Le réalisateur n’a jamais envisagé un autre acteur pour incarner Mohamed Bida. Une semaine après avoir lu le livre, Martin Bourboulon l'a fait lire à Roschdy Zem, qui a immédiatement accepté, avant même qu’une seule ligne du scénario ne soit écrite. L'acteur confie :
"J'ai été immédiatement embarqué par l’originalité et l’intensité du récit. Ce n’est pas le genre de projet qu’on laisse passer. On sent tout de suite qu’on est face à un film ambitieux et rare. Ils avaient mon accord de principe avant même qu’une ligne du scénario soit écrite."

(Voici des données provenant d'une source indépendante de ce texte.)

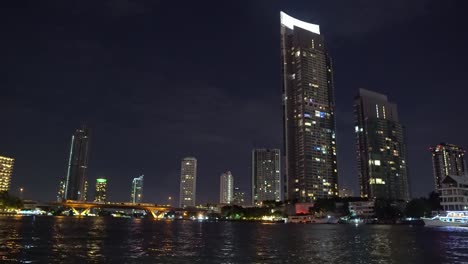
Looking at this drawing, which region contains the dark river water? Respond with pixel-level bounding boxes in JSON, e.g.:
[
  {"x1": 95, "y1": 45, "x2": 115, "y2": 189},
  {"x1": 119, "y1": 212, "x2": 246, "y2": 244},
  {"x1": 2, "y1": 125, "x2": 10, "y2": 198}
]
[{"x1": 0, "y1": 217, "x2": 468, "y2": 263}]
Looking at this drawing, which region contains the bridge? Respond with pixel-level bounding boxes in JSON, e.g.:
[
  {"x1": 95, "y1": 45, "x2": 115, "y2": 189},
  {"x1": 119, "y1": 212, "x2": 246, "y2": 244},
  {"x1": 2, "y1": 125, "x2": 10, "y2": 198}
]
[{"x1": 51, "y1": 200, "x2": 174, "y2": 219}]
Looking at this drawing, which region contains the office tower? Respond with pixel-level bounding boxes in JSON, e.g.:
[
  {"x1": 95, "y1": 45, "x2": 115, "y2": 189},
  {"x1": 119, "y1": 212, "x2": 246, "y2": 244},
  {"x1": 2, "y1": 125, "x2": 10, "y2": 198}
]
[
  {"x1": 252, "y1": 149, "x2": 281, "y2": 205},
  {"x1": 0, "y1": 156, "x2": 15, "y2": 192},
  {"x1": 232, "y1": 187, "x2": 245, "y2": 206},
  {"x1": 179, "y1": 157, "x2": 197, "y2": 208},
  {"x1": 57, "y1": 178, "x2": 66, "y2": 202},
  {"x1": 354, "y1": 89, "x2": 409, "y2": 200},
  {"x1": 131, "y1": 174, "x2": 145, "y2": 203},
  {"x1": 281, "y1": 12, "x2": 338, "y2": 202},
  {"x1": 431, "y1": 143, "x2": 466, "y2": 191},
  {"x1": 64, "y1": 126, "x2": 90, "y2": 201},
  {"x1": 219, "y1": 171, "x2": 234, "y2": 204},
  {"x1": 94, "y1": 178, "x2": 107, "y2": 202},
  {"x1": 83, "y1": 180, "x2": 88, "y2": 201}
]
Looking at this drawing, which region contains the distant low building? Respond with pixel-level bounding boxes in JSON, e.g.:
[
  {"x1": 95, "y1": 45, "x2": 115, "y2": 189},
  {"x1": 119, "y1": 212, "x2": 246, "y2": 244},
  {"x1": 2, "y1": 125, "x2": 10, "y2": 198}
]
[
  {"x1": 439, "y1": 176, "x2": 468, "y2": 211},
  {"x1": 348, "y1": 201, "x2": 375, "y2": 218}
]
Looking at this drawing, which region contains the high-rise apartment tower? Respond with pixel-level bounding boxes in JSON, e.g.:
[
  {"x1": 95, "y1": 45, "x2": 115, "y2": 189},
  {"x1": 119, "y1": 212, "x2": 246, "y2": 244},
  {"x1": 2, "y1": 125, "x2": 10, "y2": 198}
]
[
  {"x1": 431, "y1": 143, "x2": 466, "y2": 191},
  {"x1": 280, "y1": 12, "x2": 338, "y2": 202},
  {"x1": 179, "y1": 157, "x2": 197, "y2": 208},
  {"x1": 354, "y1": 89, "x2": 409, "y2": 200}
]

Certains acteurs afghans du film n’avaient jamais tourné auparavant, mais leur authenticité, leur vécu personnel et leur regard sur l’histoire ont permis d’ajuster de nombreuses scènes et dialogues. Ces échanges ont apporté une profondeur culturelle et émotionnelle rare, et ont influencé la mise en scène elle-même.
Filmer à Kaboul étant impossible pour des raisons de sécurité, Martin Bourboulon et son équipe ont tourné au Maroc, notamment à Casablanca et Kénitra (pour les scènes à l’aéroport). La reconstitution de Kaboul a nécessité un travail colossal des équipes de décoration (dirigées par Stéphane Taillasson) et des effets visuels (VFX) gérés par Olivier Cauwet et l’équipe de BUF. L’enjeu : reproduire une ville sous tension extrême avec précision et crédibilité.

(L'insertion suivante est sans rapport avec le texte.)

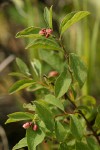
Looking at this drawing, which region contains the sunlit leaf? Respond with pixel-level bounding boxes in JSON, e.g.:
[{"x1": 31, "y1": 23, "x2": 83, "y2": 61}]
[
  {"x1": 55, "y1": 121, "x2": 67, "y2": 142},
  {"x1": 16, "y1": 26, "x2": 41, "y2": 38},
  {"x1": 12, "y1": 137, "x2": 28, "y2": 150},
  {"x1": 9, "y1": 80, "x2": 35, "y2": 94},
  {"x1": 26, "y1": 127, "x2": 45, "y2": 150},
  {"x1": 44, "y1": 6, "x2": 52, "y2": 29},
  {"x1": 70, "y1": 53, "x2": 87, "y2": 87},
  {"x1": 35, "y1": 100, "x2": 54, "y2": 131},
  {"x1": 26, "y1": 38, "x2": 61, "y2": 50},
  {"x1": 16, "y1": 58, "x2": 30, "y2": 76},
  {"x1": 70, "y1": 115, "x2": 84, "y2": 140},
  {"x1": 55, "y1": 71, "x2": 71, "y2": 98},
  {"x1": 5, "y1": 112, "x2": 34, "y2": 124},
  {"x1": 60, "y1": 11, "x2": 90, "y2": 35},
  {"x1": 45, "y1": 94, "x2": 64, "y2": 111}
]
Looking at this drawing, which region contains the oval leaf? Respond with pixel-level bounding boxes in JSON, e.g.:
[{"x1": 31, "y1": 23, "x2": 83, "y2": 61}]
[
  {"x1": 26, "y1": 38, "x2": 61, "y2": 50},
  {"x1": 70, "y1": 53, "x2": 87, "y2": 87},
  {"x1": 26, "y1": 128, "x2": 45, "y2": 150},
  {"x1": 75, "y1": 142, "x2": 91, "y2": 150},
  {"x1": 16, "y1": 58, "x2": 30, "y2": 76},
  {"x1": 39, "y1": 49, "x2": 64, "y2": 72},
  {"x1": 70, "y1": 115, "x2": 84, "y2": 140},
  {"x1": 12, "y1": 137, "x2": 28, "y2": 150},
  {"x1": 44, "y1": 6, "x2": 52, "y2": 29},
  {"x1": 60, "y1": 11, "x2": 90, "y2": 35},
  {"x1": 55, "y1": 121, "x2": 67, "y2": 142},
  {"x1": 55, "y1": 71, "x2": 71, "y2": 98},
  {"x1": 5, "y1": 112, "x2": 34, "y2": 124},
  {"x1": 35, "y1": 100, "x2": 54, "y2": 131},
  {"x1": 45, "y1": 94, "x2": 64, "y2": 111},
  {"x1": 16, "y1": 26, "x2": 41, "y2": 38},
  {"x1": 9, "y1": 80, "x2": 35, "y2": 94}
]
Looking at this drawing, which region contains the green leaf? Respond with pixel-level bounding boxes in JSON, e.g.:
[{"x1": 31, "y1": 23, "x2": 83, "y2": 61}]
[
  {"x1": 31, "y1": 59, "x2": 42, "y2": 77},
  {"x1": 60, "y1": 11, "x2": 90, "y2": 35},
  {"x1": 70, "y1": 53, "x2": 87, "y2": 87},
  {"x1": 12, "y1": 137, "x2": 28, "y2": 150},
  {"x1": 26, "y1": 128, "x2": 45, "y2": 150},
  {"x1": 26, "y1": 37, "x2": 61, "y2": 50},
  {"x1": 55, "y1": 121, "x2": 67, "y2": 142},
  {"x1": 9, "y1": 80, "x2": 35, "y2": 94},
  {"x1": 45, "y1": 94, "x2": 64, "y2": 111},
  {"x1": 35, "y1": 100, "x2": 54, "y2": 131},
  {"x1": 59, "y1": 143, "x2": 69, "y2": 150},
  {"x1": 16, "y1": 58, "x2": 30, "y2": 76},
  {"x1": 44, "y1": 6, "x2": 53, "y2": 29},
  {"x1": 86, "y1": 137, "x2": 100, "y2": 150},
  {"x1": 39, "y1": 49, "x2": 64, "y2": 72},
  {"x1": 27, "y1": 84, "x2": 45, "y2": 91},
  {"x1": 95, "y1": 113, "x2": 100, "y2": 129},
  {"x1": 55, "y1": 71, "x2": 71, "y2": 98},
  {"x1": 9, "y1": 72, "x2": 27, "y2": 78},
  {"x1": 75, "y1": 142, "x2": 91, "y2": 150},
  {"x1": 80, "y1": 95, "x2": 96, "y2": 106},
  {"x1": 23, "y1": 103, "x2": 36, "y2": 111},
  {"x1": 16, "y1": 26, "x2": 41, "y2": 38},
  {"x1": 5, "y1": 112, "x2": 34, "y2": 124},
  {"x1": 70, "y1": 115, "x2": 84, "y2": 140}
]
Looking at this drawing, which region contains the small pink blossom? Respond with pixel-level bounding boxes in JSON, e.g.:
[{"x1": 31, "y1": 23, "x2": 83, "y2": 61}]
[
  {"x1": 23, "y1": 122, "x2": 32, "y2": 129},
  {"x1": 33, "y1": 124, "x2": 38, "y2": 131}
]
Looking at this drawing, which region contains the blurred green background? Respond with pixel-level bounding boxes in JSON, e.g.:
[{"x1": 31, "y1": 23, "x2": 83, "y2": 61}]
[{"x1": 0, "y1": 0, "x2": 100, "y2": 150}]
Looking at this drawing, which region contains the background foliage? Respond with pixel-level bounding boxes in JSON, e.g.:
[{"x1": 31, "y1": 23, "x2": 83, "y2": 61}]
[{"x1": 0, "y1": 0, "x2": 100, "y2": 150}]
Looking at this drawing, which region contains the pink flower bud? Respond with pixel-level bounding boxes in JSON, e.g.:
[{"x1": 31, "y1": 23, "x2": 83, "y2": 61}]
[
  {"x1": 46, "y1": 34, "x2": 50, "y2": 38},
  {"x1": 48, "y1": 71, "x2": 59, "y2": 77},
  {"x1": 39, "y1": 30, "x2": 45, "y2": 35},
  {"x1": 33, "y1": 124, "x2": 38, "y2": 131},
  {"x1": 46, "y1": 29, "x2": 53, "y2": 34},
  {"x1": 23, "y1": 122, "x2": 32, "y2": 129}
]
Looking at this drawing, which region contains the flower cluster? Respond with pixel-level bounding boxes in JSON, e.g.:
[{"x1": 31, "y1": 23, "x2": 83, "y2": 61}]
[
  {"x1": 39, "y1": 28, "x2": 53, "y2": 38},
  {"x1": 22, "y1": 122, "x2": 38, "y2": 131}
]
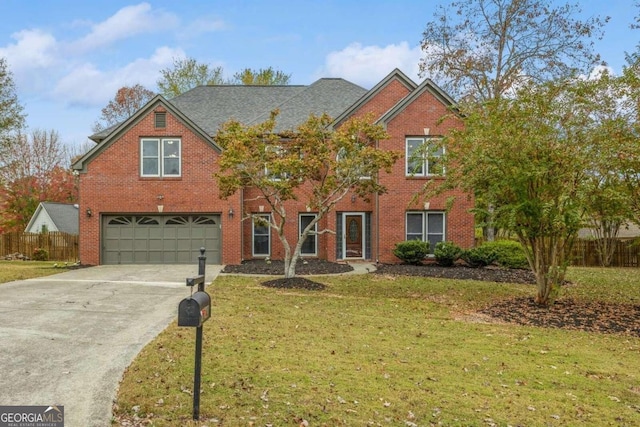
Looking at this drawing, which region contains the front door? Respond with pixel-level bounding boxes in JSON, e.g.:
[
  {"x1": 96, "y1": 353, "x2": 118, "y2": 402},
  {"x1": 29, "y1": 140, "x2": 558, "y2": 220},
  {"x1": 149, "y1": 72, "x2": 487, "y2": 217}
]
[{"x1": 344, "y1": 214, "x2": 364, "y2": 258}]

Martin Bourboulon et le scénariste Alexandre Smia ont consulté des archives télévisées (CNN, BBC, France 24), des articles internationaux (New York Times, Le Monde, Washington Post) et ont visionné le documentaire HBO Escape from Kabul. Des rencontres avec des militaires français ont affiné leur compréhension de la situation. Cette recherche a permis une restitution fidèle de l’ambiance chaotique autour de l’aéroport.
Mohamed Bida a visité le plateau au Maroc. Ses souvenirs précis et son témoignage de première main ont guidé les choix de mise en scène. Il est resté très discret, donnant quelques conseils techniques, mais laissant l’interprétation libre à Roschdy Zem, qui a préféré composer un personnage inspiré, mais pas calqué.
Plutôt que de recourir à des effets de mise en scène spectaculaires, Martin Bourboulon a opté pour une caméra discrète, fluide et lente, qui « filme à contre-temps » pour mieux traduire la tension intérieure des personnages. Il a voulu capturer en temps réel la gravité des événements, en évitant les artifices pour ne pas diluer l’intensité du réel. Le metteur en scène précise :
"Notre but était de rester le plus proche possible des événements réels. L’histoire est assez intense comme cela et ajouter des scènes d’action inventées n’auraient pas servi le récit. C’est la quête du vraisemblable qui m’a animé tout au long du tournage. Je souhaitais rester au plus proche des faits et du personnage de Mohamed Bida. C’est comme cela que le film gagne en intensité et en tension."